ブラジル
Icoaraci
ベレンの郊外、アマゾンの大河の一つであるパラー川が赤道の大西洋と出会う場所に位置するイコアラシは、現代ブラジルと先コロンブス期の先住民のルーツを結びつける陶芸の伝統を守り続けています。この川沿いのコミュニティは、州都ベレンの公式な地区であり、世代を超えてマラホアラとタパホニカの陶器生産の中心地として知られています。ここでは、千年以上前に近くのマラホ島で始まった芸術的伝統が息づいています。
イコアラシの陶芸工房は水辺の道路に沿って並び、オープンエアのスタジオが通りからも見ることができます。ここでは、職人たちが川の粘土を使って器やフィギュア、装飾品を形作り、家族の系譜を通じて受け継がれた技法を用いています。彼らは、マラホアラ文化に特有の幾何学模様や動物的デザインでそれらを彩ります。この文化は、約400年から1400年の間にマラホ島で栄えた先コロンブス期の文明です。陶器は、芸術作品であると同時に文化の保存でもあり、各作品はヨーロッパの植民地化、アマゾンのゴムブーム、ブラジル北部の絶え間ない近代化を生き延びた象徴的な伝統を受け継いでいます。
ベレン自体は、アマゾンへの入り口であり、ブラジルで最も独特な美食都市の一つであり、イコアラシへの訪問を一層特別なものにします。

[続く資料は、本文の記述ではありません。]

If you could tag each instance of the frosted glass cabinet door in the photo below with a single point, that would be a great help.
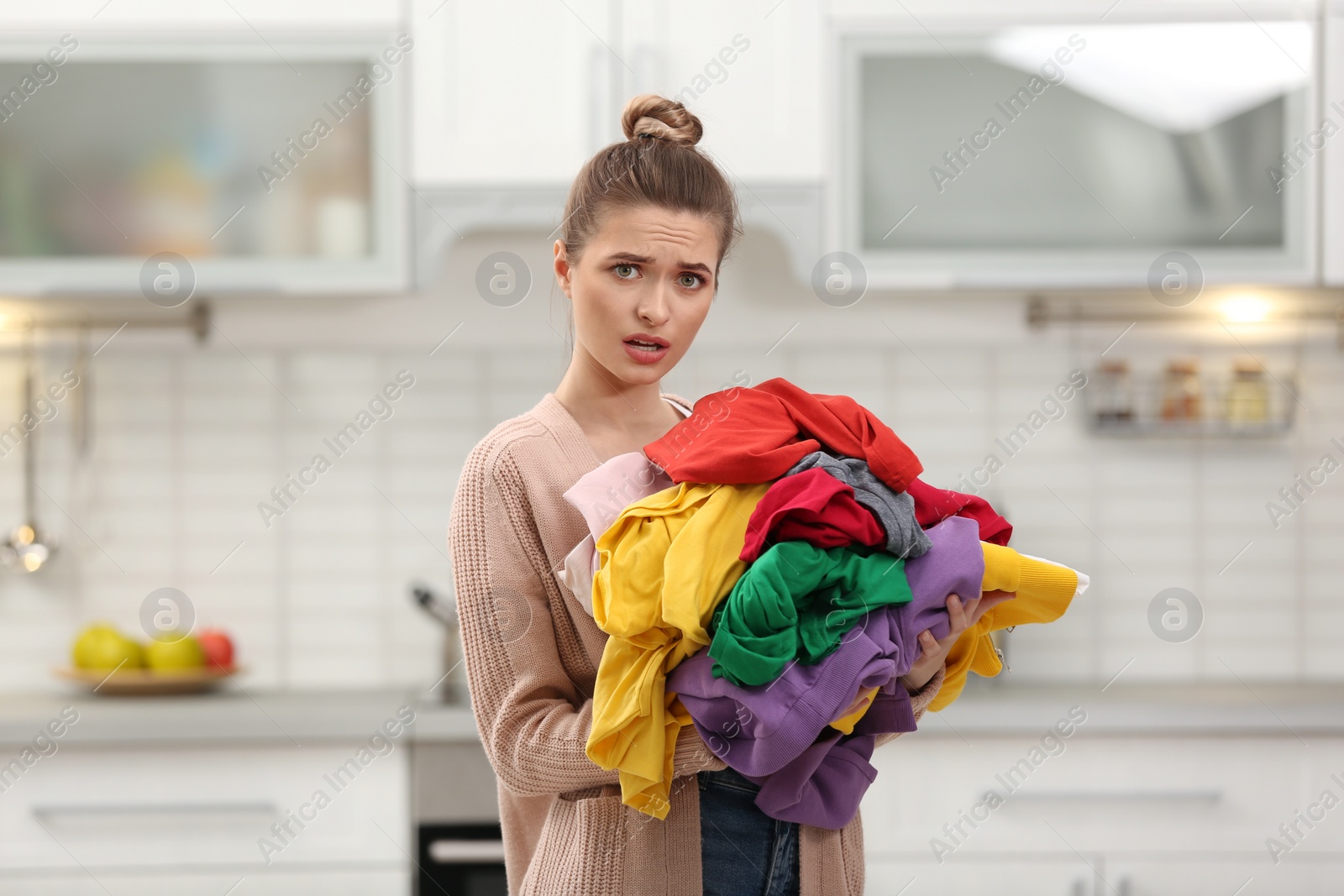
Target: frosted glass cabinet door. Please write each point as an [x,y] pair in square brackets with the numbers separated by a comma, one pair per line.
[264,167]
[1079,154]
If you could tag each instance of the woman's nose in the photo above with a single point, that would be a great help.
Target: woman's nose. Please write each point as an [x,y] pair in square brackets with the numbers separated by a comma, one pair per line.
[654,305]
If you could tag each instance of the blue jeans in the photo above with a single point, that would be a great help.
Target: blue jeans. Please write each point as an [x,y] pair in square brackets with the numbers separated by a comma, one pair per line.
[743,852]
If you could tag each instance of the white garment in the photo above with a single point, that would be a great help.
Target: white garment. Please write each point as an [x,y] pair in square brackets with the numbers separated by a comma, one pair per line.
[598,499]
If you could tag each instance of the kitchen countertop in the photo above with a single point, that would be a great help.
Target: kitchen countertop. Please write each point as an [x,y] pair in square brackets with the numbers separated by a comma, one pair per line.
[985,707]
[234,716]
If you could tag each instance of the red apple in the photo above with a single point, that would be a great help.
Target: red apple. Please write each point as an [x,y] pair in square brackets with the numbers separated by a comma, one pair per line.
[218,647]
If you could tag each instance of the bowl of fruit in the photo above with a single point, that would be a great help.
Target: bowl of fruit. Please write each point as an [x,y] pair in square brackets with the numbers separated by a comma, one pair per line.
[108,661]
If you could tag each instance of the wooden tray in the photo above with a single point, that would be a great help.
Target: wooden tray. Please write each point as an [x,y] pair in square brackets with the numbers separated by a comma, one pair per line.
[148,681]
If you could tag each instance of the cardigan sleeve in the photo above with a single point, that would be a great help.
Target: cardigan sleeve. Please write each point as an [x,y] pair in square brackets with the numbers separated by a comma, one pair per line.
[534,720]
[920,701]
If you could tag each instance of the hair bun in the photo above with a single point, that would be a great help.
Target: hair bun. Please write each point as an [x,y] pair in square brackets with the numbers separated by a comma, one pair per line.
[651,116]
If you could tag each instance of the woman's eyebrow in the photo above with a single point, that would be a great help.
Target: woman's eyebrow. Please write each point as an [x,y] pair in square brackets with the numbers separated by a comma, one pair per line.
[643,259]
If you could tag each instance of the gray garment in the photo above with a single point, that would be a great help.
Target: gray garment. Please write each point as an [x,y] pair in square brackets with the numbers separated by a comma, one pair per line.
[895,511]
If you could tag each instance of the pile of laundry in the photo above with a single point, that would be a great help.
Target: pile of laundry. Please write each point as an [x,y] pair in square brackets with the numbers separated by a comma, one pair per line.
[764,573]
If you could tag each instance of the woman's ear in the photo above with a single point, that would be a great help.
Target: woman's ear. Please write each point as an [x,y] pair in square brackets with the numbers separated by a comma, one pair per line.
[564,273]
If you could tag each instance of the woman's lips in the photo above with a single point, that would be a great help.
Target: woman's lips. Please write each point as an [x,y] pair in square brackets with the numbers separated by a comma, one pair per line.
[644,355]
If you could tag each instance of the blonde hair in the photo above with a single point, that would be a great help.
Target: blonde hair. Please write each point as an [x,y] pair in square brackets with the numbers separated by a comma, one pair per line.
[656,164]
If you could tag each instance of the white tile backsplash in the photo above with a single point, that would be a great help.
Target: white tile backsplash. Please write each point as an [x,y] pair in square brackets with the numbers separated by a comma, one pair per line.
[188,443]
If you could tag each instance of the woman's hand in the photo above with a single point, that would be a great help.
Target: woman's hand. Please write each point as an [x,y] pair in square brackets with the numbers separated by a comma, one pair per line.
[936,649]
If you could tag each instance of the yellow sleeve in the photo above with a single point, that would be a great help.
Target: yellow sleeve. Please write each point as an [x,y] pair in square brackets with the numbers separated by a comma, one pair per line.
[846,725]
[1045,590]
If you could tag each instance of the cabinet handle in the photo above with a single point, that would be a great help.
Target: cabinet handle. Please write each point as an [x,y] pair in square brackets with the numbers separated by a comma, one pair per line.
[156,809]
[1136,795]
[448,852]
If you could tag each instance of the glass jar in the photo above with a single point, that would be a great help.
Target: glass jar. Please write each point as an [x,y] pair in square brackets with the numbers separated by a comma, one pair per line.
[1183,396]
[1247,396]
[1115,396]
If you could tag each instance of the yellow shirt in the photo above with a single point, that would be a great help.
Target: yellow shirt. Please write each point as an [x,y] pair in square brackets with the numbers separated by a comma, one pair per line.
[664,566]
[1045,591]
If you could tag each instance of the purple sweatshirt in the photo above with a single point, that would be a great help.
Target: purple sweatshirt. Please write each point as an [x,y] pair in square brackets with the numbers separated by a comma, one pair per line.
[770,732]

1625年から営業しているヴェロ・ペソ市場は、ラテンアメリカ最大の屋外市場の一つであり、アマゾンの生物多様性への感覚的な没入を提供します。紫色の山のように積まれたアサイー、驚くべき多様性の川魚、伝統的な治療師によって処方される薬草、そして愛や幸運を約束するボトル入りのエッセンスが並びます。ベレンの料理は、ブラジルで最もアマゾンらしいものであり、野生のマニオクから抽出されたソース、トゥクピで調理された鴨、干しエビとジャムブーという唇を麻痺させるハーブが入ったスパイシーなスープ、タカカ、そしてあらゆる形で調理されたマニオクを特徴としています。

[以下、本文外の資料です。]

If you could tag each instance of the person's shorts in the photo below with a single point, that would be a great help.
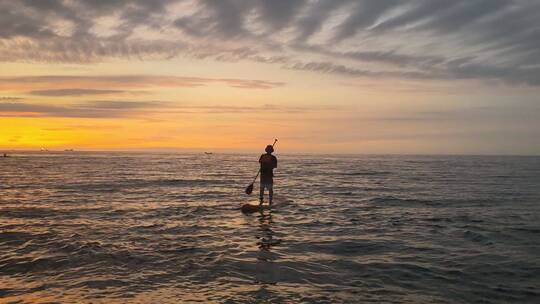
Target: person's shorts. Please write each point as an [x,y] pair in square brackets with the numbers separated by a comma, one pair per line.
[267,185]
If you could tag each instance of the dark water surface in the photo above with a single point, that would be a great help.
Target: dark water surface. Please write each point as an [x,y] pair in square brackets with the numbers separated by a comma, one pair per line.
[165,228]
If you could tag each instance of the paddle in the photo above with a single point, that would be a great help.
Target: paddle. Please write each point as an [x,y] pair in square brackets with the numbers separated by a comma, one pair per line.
[249,188]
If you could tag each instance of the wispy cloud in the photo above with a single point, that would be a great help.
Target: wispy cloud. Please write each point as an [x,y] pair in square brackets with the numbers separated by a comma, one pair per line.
[73,92]
[462,39]
[53,85]
[145,109]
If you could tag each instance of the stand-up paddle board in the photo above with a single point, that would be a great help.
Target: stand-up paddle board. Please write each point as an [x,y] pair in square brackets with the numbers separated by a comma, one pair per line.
[254,206]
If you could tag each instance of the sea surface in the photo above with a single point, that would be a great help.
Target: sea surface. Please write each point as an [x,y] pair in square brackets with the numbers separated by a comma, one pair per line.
[81,227]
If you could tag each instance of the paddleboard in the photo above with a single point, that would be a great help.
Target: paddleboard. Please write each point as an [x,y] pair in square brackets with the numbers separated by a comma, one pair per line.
[254,206]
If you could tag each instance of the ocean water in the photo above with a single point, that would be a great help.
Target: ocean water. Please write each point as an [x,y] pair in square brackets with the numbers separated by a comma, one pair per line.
[86,227]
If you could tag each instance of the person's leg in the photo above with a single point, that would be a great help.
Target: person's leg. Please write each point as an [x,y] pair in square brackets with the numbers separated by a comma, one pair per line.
[270,193]
[261,193]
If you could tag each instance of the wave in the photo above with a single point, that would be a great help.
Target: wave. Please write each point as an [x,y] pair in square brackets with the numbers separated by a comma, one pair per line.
[401,201]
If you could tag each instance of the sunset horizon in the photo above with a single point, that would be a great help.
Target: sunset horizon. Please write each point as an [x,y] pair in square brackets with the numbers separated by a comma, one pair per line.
[269,151]
[324,77]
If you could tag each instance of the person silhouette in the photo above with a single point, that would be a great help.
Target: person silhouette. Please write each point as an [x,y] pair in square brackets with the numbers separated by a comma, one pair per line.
[268,164]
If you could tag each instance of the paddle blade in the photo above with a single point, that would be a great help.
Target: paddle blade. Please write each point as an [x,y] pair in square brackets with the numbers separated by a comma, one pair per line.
[249,188]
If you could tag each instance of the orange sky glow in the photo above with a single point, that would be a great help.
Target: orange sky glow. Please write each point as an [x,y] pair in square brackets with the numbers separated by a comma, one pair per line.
[318,76]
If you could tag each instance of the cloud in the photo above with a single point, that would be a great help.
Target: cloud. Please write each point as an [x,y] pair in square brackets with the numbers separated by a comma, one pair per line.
[66,85]
[90,109]
[73,92]
[144,109]
[461,39]
[10,99]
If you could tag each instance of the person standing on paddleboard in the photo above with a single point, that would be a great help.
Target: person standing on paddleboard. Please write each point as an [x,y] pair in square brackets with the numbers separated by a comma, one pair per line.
[268,164]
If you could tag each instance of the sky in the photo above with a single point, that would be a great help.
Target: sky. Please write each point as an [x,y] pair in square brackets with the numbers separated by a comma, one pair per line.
[327,76]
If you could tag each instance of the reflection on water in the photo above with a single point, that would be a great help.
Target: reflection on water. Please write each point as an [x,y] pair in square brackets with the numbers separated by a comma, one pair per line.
[265,256]
[166,228]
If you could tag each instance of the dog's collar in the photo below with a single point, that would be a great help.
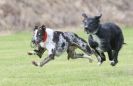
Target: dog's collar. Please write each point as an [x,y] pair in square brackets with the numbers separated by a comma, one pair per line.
[45,36]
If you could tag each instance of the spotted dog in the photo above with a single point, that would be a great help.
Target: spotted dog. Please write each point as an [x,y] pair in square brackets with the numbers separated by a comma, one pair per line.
[56,43]
[106,37]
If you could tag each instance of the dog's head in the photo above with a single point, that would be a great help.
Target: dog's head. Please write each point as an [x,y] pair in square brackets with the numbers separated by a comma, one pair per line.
[91,24]
[39,33]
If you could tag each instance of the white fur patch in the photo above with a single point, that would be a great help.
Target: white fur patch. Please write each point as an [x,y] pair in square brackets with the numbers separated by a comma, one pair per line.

この街の建築遺産は、ゴムブームの富を反映しています。1878年に開業したネオクラシック様式のオペラハウス、テアトロ・ダ・パズは、マナウスの有名なテアトロ・アマゾナスに匹敵する豪華さを誇ります。フェリズ・ルジタニア複合施設は、ポルトガルのアマゾニアを支えた植民地時代の要塞、カテドラル、ビショップの宮殿を保存しています。マンガル・ダス・ガルサスは、環境公園として水辺に広がり、雨林の生態系を都市の文脈に取り入れた鳥類飼育所、蝶の庭、川を見渡す展望塔を備えています。
ハパグ・ロイド・クルーズとオセアニア・クルーズは、アマゾンの旅程の一環としてイコアラシに寄港し、ベレンの都市の宝物と広大なアマゾンデルタへのゲートウェイとして利用しています。伝統的な木製ボートがチョコレートブラウンの川を行き交う地区の水辺は、アマゾン探検の雰囲気を醸し出す到着地点を提供します。赤道気候のため、年間を通じて暖かく湿度の高い条件が続きますが、6月から11月の乾季は、より快適な探検日を提供し、午後の豪雨も少なくなります。